After breakfast, he went back to his apartment to read the newspaper. He was still a little woozy from the gin and exhausted from fucking all night.
The morning’s headline hit him in the face like Boom Boom Mancini. “FLOWER PHANTOM SLAIN.” He scanned the column, trying to focus upon the important details. A man identified as Randy Shank was slain a few blocks from the apartment of Becky French, after the suspect attempted to enter her apartment from a fire escape, located next to her window.
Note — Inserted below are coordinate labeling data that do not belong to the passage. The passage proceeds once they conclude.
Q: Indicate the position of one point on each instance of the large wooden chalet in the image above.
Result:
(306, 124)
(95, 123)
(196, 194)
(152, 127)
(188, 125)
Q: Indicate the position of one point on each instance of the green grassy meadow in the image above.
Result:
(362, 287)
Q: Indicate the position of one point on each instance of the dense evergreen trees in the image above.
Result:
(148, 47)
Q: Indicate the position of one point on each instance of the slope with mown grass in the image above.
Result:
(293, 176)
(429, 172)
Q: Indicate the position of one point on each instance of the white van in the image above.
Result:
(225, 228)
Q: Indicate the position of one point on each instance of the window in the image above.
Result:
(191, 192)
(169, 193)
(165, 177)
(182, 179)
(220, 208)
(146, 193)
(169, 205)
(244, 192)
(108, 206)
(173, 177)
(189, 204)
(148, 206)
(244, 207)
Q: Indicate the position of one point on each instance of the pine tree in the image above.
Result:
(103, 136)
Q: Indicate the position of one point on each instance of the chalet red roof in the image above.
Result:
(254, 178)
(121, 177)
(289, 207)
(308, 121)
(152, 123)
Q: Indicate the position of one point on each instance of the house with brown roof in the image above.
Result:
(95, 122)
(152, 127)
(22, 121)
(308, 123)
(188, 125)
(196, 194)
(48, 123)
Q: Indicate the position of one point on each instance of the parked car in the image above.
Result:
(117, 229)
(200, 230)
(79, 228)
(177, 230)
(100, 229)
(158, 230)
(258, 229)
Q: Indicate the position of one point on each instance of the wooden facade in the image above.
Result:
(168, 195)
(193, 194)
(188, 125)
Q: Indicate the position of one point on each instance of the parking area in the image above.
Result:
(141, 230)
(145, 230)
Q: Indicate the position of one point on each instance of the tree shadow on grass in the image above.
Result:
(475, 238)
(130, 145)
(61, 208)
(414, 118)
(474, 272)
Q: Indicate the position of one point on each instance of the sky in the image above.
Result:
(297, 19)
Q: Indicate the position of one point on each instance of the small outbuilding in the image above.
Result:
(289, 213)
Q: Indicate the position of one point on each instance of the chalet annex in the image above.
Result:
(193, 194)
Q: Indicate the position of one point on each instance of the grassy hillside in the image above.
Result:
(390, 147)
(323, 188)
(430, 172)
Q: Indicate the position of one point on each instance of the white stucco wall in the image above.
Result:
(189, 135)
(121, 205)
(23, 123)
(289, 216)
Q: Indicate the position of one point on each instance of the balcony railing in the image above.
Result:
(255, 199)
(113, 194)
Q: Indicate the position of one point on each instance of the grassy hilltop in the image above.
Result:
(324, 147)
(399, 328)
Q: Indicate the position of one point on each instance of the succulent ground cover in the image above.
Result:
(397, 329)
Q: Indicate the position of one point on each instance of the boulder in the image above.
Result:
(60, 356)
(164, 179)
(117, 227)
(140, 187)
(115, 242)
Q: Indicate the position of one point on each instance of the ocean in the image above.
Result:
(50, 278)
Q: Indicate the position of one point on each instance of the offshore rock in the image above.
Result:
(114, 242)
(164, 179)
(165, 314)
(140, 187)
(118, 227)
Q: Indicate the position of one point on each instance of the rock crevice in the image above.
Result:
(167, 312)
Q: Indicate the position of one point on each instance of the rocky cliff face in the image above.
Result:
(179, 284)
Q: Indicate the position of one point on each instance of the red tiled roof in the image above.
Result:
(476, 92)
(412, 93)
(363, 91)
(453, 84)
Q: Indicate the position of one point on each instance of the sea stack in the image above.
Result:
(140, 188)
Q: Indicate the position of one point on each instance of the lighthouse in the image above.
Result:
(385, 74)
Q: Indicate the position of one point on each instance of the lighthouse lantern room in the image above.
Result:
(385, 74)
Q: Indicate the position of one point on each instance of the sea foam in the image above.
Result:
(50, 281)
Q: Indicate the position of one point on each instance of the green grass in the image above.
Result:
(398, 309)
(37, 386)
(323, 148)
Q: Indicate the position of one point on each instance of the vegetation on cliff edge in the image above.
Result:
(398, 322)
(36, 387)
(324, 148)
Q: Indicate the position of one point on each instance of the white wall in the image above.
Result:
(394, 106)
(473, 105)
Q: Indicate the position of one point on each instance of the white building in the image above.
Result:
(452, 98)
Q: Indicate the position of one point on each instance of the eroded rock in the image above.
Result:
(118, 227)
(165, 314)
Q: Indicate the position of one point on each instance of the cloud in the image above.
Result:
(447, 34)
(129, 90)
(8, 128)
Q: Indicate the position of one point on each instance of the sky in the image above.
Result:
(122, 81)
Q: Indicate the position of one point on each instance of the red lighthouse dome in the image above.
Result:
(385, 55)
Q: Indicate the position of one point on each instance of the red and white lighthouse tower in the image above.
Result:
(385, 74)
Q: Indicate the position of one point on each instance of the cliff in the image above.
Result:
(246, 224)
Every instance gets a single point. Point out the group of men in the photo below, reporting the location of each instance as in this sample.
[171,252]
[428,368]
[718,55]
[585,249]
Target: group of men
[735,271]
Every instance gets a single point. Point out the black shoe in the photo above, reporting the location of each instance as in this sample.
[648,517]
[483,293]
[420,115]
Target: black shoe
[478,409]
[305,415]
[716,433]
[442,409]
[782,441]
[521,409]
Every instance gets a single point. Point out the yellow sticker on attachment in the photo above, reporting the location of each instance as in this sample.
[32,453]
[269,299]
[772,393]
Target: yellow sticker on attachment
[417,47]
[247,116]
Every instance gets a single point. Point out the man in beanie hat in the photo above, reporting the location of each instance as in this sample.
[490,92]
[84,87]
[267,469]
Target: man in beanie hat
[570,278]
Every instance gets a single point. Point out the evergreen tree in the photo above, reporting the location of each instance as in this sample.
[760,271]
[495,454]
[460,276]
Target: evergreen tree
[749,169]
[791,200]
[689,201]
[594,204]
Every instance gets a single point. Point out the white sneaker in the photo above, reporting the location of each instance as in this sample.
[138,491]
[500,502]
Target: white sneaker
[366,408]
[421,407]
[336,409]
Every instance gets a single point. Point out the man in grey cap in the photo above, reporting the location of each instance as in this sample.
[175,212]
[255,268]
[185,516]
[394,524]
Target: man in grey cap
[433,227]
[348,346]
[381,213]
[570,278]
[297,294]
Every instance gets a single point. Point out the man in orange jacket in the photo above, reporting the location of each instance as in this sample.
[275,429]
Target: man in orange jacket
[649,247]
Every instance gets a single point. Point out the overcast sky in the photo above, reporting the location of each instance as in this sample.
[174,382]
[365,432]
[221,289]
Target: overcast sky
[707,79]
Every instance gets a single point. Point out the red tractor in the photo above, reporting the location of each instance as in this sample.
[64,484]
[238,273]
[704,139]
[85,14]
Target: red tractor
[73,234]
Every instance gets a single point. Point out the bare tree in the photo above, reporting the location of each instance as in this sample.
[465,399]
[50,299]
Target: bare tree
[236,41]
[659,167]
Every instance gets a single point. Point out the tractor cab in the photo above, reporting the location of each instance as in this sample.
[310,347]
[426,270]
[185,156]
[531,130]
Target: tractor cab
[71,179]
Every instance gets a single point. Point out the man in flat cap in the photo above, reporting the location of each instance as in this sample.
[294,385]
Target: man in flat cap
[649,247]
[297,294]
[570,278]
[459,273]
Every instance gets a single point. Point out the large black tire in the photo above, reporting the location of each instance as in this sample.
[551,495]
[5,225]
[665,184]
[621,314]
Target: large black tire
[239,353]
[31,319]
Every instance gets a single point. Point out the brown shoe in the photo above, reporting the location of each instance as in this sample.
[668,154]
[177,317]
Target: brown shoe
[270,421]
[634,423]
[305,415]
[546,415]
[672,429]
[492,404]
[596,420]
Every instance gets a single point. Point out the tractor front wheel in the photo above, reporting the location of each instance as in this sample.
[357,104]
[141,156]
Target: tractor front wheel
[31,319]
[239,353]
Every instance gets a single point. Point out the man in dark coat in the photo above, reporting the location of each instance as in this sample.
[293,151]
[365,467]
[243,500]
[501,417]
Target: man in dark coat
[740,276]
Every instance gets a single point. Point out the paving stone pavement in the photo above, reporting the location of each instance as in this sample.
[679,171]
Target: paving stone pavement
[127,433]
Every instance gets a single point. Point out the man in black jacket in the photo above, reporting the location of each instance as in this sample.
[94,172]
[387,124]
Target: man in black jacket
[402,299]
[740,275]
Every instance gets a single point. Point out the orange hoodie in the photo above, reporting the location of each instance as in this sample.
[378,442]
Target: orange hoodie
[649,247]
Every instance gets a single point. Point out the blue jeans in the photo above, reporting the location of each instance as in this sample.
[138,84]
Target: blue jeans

Randy Shank was a black playwright who had achieved some notoriety in the 1960s. Detective Lawrence O’Reedy pursued the man through the East Village and foiled his attempt to make good on his threat to “get” Becky French for her support of Tremonisha Smarts’ stand on castration for perpetrators of rape. Ms. Smarts, whose play Wrong-Headed Man received international recognition, was Shank’s first victim. At the time, the suspect told Ms. Smarts that he was patterning his actions after those of the French Resistance who shaved the heads of women who collaborated with the Nazis. Experts claimed that Mr. Shank, who became known as the Flower Phantom for his bizarre habit of leaving a chrysanthemum with his victims, was suffering from a paranoid fantasy and that instead of being the political hero he desired to be was actually a hair fetishist. This was shocking to Ball. He had to regain his composure. The phone rang. It was Becky French. He asked her was she all right. She said her only regret was that she’d used a.22 instead of a.44. She said that if she’d used a.44 they’d still be cleaning up his intestines. Ball cleared his throat.